WAF as a model provides semantic benefits, but implementation is entirely optional

petersilva commented 2 years ago

the current proposal uses a model of web accessible folders as:

an explanatory model,
a means of providing a trivial implementation
an efficient implementation option.

however: None of the above make the implementation of a WAF mandatory for any node participating in WIS2. It is an easily explained model, that's all.

Nominally, items in the WIS2 network are accessed using two fields:

baseURL ( #82) -- indicating the server and the base of the tree where the WAF begins
relPath ( #80 ) -- the relative path below the base where records are found.
In the various committees, people have agreed that topics are a useful concept, and building a topic hierarchy is a recognized activity being pursued.
Topic are being combined with authentication as a useful organizing principle for access control. That is permissions are being modeled as giving access to subtrees in the topic hierarchy.

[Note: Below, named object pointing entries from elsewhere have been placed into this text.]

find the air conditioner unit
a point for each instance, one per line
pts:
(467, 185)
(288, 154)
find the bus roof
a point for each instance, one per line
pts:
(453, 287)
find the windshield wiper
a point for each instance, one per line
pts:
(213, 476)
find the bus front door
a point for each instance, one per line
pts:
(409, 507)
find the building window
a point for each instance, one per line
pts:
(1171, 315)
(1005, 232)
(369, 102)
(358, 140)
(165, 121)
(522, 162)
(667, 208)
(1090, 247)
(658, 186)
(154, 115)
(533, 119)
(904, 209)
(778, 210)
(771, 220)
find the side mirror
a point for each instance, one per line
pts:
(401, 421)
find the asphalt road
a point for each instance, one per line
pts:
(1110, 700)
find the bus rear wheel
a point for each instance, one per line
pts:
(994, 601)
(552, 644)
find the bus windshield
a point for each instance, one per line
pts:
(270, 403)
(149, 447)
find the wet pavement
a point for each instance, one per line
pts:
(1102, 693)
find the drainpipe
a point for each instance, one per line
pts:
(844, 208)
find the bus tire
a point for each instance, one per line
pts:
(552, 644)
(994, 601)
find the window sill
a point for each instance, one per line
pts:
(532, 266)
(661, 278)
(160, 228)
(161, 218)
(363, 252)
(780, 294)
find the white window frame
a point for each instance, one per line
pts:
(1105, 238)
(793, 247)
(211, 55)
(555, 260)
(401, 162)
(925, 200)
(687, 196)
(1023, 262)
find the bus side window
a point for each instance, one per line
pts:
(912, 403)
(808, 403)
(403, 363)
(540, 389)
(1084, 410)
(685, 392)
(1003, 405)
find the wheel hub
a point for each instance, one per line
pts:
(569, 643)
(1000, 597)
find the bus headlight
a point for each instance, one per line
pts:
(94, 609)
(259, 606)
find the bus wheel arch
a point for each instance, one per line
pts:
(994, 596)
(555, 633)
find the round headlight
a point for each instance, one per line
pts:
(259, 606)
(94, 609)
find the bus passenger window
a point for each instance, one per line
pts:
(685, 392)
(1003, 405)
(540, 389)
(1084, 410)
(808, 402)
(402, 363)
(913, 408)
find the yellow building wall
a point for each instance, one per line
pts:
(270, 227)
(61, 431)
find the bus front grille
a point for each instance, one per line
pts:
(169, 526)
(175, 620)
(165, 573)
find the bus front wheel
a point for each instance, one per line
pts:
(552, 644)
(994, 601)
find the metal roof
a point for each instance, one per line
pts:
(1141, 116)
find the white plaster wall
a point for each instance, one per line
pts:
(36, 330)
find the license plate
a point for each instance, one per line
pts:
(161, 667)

Topics are semantically identical to file folders.

In order to access a record in any database, it must have an id, or a tag. We have the choice to make the tag relative to the dataset pointed to by the topic, or an absolute generic one. A topic relative id will be able to be much smaller in size than one that has to avoid collision with all possible products in all possible topics.

The relPath, therefore proves a minimal length record identifier for every item in each data collection. One can add additional metadata to the record identifier by making that id a meaningful name, or just have a random hash, but that is a separate discussion.

petersilva commented 2 years ago

An API allows someone (an front end user) to query and access information so long as they know the URL of the API without needing know any individual URIs (pygeoapi is relatively unique in that it generates a URI for each feature). On the other hand, a WAF allows someone (a scientist) direct access to 'physical' files with low overhead when accessing entire datasets or a specific URI. Any contributions to making the data in a WAF more explorable and discoverable is done by adding structure to the WAF. Some scenarios that come to mind:

A wis2box serving the topic hierarchies: data.core.observations-surface-land.mw.FWCL.landFixed and data.core.observations-surface-land.ca.FWCL.landFixed will have all information related to data.core.observations-surface-land... as subdirectories of it in the WAF. The API serves each topic hierarchy as a separate collection with no explicitly defined relationship beyond semantics.

petersilva commented 2 years ago

number that would need to be backed up by some experiments... thinking about big items, like RADAR, satellite imagery, nwp outputs, a raw data item on disk served by a web server consumes orders of magnitude less resources (cpu, memory) than satisfying the same request for the entire data item via an OGC-API request. They are different and complementary needs. if someone wants raw data, then it is orders of magnitude more efficient to provide the raw data than it is to reproduce the raw data via processing through an OGC stack.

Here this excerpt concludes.